If people cannot tolerate an antidepressant medication or do not respond to one they are taking, it is reasonable to try a different antidepressant. Evidence supports that switching medications results in good response rates in most people.
In addition to side effects, many antidepressants have interactions with other medications, some of which can be life-threatening. Inform your doctor of all medications you are taking, including over-the-counter or natural health products. You should also let your doctor know if you are pregnant, breast-feeding, or trying to conceive.
Psychotherapy is useful in treating people with depression. For example, psychiatrists who prescribe antidepressants often also offer supportive therapy. The goal is to provide the patient with a supportive, nonjudgmental environment to maintain morale during the early stages of treatment.
More specific therapies, often used as alternatives or together with medications, include cognitive behavioural therapy, interpersonal therapy, behavioural therapy, and psychodynamic psychotherapy. Studies have shown that psychotherapy has an actual physiological effect on the brain, easing symptoms of depression.
|Cognitive-behavioural therapy||Cognitive-behavioural therapy helps patients identify and then alter false assumptions about the world and themselves that can lead to depression.|
|Interpersonal therapy||The goals of interpersonal therapy are improved communication skills within social and family interactions.|
|Psychodynamic therapy||Based on the theories of Sigmund Freud, this traditionally long-term course of therapy now tends to be shortened to months instead of years.|
Electroconvulsive therapy (ECT)
ECT is another effective treatment for depression. When a patient receives ECT, an electrical current is applied to the brain to cause a seizure. The procedure is not painful and is performed by skilled doctors and nurses. A typical course of ECT is 6 to 12 treatments, with 2 to 3 treatments given per week. ECT is often reserved for patients who have not responded well to other treatments for depression.
Complementary and alternative medicine
A wide range of complementary therapies and alternative medicines have been promoted for depression. These include:
- light therapy (shown to be effective in the treatment of seasonal depression)
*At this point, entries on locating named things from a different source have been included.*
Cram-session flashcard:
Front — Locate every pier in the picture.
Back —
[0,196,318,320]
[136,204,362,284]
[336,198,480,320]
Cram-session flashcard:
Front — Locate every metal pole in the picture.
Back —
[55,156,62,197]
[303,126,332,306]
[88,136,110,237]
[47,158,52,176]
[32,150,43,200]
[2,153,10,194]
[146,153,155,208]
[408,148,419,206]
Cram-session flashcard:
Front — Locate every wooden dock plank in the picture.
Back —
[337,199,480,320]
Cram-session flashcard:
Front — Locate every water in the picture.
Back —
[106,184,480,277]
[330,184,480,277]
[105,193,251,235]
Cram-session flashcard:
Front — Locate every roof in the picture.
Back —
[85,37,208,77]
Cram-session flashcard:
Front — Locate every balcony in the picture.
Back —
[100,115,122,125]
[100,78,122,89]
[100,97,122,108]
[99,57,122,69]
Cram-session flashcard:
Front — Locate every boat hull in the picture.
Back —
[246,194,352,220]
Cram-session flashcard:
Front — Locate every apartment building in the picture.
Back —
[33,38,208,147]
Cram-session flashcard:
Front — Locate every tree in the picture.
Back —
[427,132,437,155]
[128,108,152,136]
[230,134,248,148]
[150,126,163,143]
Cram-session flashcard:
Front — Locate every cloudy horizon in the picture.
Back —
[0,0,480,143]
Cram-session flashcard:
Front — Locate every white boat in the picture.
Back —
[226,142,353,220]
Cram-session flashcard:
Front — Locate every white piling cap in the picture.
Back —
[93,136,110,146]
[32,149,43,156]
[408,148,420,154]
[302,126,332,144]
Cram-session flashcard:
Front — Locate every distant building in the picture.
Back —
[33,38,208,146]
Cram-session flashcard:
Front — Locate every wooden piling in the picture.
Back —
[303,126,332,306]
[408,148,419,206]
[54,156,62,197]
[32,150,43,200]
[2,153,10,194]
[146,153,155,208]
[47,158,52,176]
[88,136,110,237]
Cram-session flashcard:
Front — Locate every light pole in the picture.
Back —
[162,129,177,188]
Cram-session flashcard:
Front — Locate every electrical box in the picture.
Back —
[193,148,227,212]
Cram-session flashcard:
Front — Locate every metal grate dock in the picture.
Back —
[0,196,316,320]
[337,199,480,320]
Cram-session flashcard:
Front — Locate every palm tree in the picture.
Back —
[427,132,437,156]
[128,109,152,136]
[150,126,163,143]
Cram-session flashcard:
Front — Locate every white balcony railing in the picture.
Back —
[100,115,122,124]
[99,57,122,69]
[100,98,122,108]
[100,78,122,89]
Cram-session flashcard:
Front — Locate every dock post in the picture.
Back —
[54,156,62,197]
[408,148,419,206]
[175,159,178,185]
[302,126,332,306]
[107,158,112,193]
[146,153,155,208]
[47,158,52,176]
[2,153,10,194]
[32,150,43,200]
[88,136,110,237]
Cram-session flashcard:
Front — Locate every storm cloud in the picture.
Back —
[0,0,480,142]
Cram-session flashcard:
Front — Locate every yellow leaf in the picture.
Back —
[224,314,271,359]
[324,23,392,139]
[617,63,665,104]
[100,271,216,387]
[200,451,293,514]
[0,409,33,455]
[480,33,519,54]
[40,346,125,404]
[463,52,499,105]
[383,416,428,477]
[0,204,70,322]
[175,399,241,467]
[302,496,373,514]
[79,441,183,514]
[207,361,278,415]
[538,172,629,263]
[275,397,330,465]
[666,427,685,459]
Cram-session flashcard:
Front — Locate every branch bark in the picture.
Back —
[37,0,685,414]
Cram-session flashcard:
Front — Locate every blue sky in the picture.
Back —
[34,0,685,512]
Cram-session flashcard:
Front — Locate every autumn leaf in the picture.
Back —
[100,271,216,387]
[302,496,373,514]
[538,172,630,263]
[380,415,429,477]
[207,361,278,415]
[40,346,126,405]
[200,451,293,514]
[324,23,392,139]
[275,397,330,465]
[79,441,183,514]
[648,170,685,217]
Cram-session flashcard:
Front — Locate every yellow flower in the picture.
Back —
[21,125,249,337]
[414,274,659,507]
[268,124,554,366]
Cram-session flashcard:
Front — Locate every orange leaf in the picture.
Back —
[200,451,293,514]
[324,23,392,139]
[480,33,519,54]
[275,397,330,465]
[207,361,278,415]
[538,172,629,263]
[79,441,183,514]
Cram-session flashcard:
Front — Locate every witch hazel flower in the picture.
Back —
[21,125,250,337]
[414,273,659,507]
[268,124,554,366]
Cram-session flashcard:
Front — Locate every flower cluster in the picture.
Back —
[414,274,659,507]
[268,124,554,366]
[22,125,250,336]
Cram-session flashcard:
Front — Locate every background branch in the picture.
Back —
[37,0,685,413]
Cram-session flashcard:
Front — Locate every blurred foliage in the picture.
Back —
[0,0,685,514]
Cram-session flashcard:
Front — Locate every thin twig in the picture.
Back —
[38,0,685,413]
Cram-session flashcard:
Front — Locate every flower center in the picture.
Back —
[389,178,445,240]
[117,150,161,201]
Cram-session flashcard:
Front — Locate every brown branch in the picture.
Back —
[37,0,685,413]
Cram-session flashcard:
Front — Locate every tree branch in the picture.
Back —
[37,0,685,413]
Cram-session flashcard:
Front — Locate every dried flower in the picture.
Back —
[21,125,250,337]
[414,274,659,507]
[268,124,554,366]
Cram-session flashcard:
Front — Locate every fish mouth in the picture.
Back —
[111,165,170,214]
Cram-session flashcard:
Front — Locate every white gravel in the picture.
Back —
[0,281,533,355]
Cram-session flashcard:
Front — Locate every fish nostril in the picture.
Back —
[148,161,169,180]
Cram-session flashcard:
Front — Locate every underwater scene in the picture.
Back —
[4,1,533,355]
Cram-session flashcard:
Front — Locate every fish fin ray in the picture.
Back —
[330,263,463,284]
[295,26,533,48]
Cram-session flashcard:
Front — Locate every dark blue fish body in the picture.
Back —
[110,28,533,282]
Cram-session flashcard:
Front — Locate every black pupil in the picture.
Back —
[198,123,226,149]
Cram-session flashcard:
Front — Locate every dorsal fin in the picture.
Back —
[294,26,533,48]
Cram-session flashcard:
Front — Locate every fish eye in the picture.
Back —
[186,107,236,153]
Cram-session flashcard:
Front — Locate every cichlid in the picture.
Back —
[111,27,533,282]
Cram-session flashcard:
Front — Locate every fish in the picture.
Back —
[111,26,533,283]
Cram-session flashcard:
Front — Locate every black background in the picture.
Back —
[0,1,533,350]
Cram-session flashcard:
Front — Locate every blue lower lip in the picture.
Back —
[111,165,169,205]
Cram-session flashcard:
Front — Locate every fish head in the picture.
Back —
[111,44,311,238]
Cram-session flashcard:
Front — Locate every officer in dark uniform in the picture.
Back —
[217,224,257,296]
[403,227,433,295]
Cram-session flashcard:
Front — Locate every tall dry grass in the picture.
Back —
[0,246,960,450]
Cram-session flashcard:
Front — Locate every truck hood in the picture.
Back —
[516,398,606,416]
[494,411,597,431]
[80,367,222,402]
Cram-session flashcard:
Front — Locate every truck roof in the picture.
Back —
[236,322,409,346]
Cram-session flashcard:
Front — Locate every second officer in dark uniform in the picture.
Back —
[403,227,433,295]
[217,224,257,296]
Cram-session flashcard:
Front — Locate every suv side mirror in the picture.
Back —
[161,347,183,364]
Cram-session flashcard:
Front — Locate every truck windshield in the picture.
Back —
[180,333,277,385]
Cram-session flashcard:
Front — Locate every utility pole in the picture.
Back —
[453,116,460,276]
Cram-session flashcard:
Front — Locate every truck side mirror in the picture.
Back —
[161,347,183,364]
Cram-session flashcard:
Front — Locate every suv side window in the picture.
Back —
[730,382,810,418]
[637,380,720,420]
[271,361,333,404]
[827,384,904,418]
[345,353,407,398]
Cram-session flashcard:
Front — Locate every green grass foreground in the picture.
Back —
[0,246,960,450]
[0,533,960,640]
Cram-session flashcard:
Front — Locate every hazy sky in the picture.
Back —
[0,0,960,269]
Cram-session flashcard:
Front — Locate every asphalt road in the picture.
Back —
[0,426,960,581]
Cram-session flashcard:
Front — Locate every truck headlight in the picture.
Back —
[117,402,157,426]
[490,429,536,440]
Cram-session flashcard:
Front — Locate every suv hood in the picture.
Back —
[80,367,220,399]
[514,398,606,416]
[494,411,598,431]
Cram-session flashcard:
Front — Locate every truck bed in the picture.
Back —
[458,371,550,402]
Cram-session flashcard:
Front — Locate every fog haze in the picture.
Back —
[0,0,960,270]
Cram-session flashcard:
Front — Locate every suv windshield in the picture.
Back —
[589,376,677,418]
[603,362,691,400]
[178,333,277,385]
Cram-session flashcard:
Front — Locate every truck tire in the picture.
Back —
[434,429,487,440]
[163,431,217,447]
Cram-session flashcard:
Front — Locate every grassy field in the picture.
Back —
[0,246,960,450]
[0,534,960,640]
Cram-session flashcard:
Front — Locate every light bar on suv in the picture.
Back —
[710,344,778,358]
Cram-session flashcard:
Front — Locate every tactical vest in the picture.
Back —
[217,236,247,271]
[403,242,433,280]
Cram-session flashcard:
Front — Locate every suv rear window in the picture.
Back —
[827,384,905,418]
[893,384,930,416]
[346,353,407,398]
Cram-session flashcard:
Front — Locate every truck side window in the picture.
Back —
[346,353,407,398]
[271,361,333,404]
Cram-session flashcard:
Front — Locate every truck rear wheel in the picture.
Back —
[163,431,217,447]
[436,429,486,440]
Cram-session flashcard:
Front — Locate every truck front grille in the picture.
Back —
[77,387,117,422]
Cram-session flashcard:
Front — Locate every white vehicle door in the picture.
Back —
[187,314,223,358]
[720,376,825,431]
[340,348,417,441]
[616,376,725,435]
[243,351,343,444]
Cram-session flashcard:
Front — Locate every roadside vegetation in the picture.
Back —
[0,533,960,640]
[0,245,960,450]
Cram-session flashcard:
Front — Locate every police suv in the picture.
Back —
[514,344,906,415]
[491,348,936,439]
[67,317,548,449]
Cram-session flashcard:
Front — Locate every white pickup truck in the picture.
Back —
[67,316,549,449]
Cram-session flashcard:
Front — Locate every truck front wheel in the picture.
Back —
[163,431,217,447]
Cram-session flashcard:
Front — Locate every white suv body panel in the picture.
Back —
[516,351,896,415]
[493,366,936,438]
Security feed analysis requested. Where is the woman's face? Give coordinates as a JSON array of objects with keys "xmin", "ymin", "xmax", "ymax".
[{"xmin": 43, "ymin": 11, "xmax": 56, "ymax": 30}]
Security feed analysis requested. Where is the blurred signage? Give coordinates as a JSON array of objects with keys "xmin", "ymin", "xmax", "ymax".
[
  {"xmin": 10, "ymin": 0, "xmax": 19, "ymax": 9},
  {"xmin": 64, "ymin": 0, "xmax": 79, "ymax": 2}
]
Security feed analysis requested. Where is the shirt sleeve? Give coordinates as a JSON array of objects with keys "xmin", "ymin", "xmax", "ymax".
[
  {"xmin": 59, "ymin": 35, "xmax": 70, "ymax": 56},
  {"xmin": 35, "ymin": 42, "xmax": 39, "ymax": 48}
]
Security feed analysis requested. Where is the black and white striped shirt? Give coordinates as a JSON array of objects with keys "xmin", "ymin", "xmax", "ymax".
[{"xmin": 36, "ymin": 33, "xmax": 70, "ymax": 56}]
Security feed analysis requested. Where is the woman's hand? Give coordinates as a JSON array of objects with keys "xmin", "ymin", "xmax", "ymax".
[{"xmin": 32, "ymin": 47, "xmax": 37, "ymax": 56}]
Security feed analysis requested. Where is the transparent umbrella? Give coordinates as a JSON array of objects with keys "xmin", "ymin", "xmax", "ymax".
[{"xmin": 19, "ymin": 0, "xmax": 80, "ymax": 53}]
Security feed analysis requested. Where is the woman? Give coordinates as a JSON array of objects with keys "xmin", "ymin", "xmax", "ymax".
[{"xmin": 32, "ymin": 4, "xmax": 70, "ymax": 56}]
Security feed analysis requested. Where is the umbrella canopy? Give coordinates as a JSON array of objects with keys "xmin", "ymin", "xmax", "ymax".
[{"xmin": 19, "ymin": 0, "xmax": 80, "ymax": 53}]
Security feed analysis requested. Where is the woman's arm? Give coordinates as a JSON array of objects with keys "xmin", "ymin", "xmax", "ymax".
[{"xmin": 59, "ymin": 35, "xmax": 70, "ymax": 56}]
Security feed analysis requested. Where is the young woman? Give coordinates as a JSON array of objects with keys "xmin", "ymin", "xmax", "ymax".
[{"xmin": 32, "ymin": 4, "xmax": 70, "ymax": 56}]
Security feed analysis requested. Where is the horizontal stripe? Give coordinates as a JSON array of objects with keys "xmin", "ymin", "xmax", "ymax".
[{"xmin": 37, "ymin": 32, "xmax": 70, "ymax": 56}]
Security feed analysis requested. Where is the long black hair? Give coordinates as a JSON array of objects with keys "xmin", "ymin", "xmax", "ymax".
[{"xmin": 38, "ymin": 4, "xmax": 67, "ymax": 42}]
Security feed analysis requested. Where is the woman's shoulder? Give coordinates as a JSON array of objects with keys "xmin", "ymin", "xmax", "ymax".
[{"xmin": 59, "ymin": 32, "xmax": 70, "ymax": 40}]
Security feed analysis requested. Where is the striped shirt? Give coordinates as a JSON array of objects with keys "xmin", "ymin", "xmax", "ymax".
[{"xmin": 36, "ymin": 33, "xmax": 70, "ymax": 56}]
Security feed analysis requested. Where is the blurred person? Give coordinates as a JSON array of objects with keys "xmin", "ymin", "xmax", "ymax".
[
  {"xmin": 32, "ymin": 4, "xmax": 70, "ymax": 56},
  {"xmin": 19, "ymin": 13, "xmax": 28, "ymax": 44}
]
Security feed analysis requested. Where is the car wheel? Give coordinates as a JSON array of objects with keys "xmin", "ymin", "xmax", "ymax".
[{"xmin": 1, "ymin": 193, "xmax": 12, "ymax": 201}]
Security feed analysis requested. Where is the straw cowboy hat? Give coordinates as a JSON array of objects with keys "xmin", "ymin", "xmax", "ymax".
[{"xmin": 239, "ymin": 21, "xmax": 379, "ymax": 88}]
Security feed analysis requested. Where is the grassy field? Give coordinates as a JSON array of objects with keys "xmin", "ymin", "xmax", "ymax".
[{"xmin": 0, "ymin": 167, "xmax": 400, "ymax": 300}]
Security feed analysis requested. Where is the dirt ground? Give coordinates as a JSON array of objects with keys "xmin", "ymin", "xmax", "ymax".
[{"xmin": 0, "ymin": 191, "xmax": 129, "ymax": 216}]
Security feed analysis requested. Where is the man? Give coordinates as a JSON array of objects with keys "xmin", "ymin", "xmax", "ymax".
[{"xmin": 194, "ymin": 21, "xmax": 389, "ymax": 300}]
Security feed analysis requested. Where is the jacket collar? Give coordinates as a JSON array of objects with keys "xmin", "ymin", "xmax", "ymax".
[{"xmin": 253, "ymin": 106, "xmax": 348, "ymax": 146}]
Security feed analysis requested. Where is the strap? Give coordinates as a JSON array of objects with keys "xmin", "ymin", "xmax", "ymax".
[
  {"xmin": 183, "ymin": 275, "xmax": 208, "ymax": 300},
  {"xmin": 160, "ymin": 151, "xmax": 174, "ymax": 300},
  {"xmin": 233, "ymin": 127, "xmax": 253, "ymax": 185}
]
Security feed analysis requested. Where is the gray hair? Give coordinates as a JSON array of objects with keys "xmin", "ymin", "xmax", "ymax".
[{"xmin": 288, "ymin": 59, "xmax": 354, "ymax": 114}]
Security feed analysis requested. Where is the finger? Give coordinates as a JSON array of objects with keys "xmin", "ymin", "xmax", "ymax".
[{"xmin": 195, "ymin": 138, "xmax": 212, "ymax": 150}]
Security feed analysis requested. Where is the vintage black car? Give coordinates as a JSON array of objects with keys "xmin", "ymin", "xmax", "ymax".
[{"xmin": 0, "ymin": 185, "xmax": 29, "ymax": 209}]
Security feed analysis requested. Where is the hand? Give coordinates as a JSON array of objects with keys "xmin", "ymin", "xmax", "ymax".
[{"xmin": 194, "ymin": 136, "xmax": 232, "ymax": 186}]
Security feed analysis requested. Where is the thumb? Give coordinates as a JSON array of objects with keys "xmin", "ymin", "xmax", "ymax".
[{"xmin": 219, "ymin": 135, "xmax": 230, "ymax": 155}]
- sleep deprivation therapy
- dance and movement therapy
- herbal medicines
- omega-3 fatty acids
- massage therapy
- music therapy
- relaxation therapy
Although they are popular, it is difficult to comment on the effectiveness of these therapies for depression because of the limited published evidence. To further complicate matters, the available data is often difficult to interpret, due to such issues as small sample size, uncertainty of diagnosis, lack of adequate outcome measures, and the personal belief of the investigator in the treatment being studied. As a result, one recent review in this area has concluded that, based on the available evidence, only exercise and the herbal product St. John's wort can be viewed as effective to help with symptoms of mild to moderate depression.
Extracts from this plant (also known by its Latin name Hypericum perforatum) have been used in folk medicine for many years for a wide variety of ailments, including depression. In fact, it is licensed in Germany as a prescription medication. However, the jury is still out on St. John's wort, since other well-designed studies have found it to be no more effective than a placebo (a sugar pill containing no active medication). In addition, long-term data on St. John's wort is lacking, and more studies are required.
In view of their current popularity, more studies on complimentary and alternative medicine for the treatment of depression are needed. Evidence is limited at this time to support the majority of complimentary and alternative therapies.
Remember to inform your doctor if you are using any alternative medicines.